Kemacetan, kesemrawutan menjadi pandangan umum terjadi sehingga beberapa orang memilih menggunakan angkutan publik berbasis massal baik kereta api maupun bus. Jumlah penduduk, wilayah, dan pusat pertumbuhan menjadikan dasar dalam penentuan rute, jaringan dan armada transportasi.
***
Kembali kepada kebijakan semi lockdown dengan melakukan pembatasan transportasi dari sisi supply, kebijakan "kejut" tersebut di atas memberikan harapan bahwa masyarakat memutuskan mengurangi pergerakannya.Â
Namun dengan fakta bahwa hanya 27% pengguna angkutan massal kereta api yang tidak melakukan pergerakan, artinya bahwa tidak hanya variabel transportasi saja tidak cukup "kuat" mendorong pengurangan pergerakan alias mendorong orang bekerja di rumah (work from home).
Ada pengusaha, ada pimpinan kantor yang juga menentukan karyawan tetap atau buruh hariannya untuk masuk kerja atau tidak. Dengan hitung-hitungan tersebut pengurangan baik jam operasi maupun kapasitas operasi harus memperhitungkan efek kejut tersebut di Jakarta. Apakah efek kejut itu efektif? Ternyata hanya dipenuhi oleh 27% pengguna angkutan kereta api (pengguna MRT/LRT/Trans Jakarta belum ada datanya).
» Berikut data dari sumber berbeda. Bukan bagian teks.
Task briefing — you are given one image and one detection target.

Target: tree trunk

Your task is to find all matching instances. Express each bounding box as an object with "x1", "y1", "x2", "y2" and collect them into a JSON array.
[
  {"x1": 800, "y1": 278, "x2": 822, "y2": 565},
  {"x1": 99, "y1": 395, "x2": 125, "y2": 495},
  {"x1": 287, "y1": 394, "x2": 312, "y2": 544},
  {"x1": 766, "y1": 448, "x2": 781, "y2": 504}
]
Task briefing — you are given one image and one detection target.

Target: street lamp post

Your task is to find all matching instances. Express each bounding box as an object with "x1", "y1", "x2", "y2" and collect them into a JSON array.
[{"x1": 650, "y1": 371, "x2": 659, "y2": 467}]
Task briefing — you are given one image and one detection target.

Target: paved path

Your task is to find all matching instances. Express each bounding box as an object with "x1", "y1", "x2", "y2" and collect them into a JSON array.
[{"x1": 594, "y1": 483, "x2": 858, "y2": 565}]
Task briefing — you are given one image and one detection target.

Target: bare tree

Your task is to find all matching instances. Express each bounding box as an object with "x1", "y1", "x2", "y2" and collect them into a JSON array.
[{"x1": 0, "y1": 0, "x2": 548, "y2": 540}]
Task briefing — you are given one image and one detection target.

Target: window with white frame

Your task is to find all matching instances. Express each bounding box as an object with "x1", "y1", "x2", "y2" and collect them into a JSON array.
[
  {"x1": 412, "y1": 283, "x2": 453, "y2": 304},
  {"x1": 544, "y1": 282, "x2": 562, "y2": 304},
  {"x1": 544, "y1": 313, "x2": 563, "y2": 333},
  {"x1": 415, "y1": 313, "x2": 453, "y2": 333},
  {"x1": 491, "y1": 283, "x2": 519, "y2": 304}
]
Transportasi merupakan sektor strategis dalam mendukung pergerakan sehingga apa pun kebijakan yang menggunakan variabel transportasi memerlukan hitung-hitungan yang matang. Juga melihat jumlah pergerakan di Ibukota yang mencapai lebih dari 10 juta pergerakan. Maksud kebijakan Social Distancing bagus, namun variabel transportasi adalah variabel memerlukan ketelitian dan sensitif.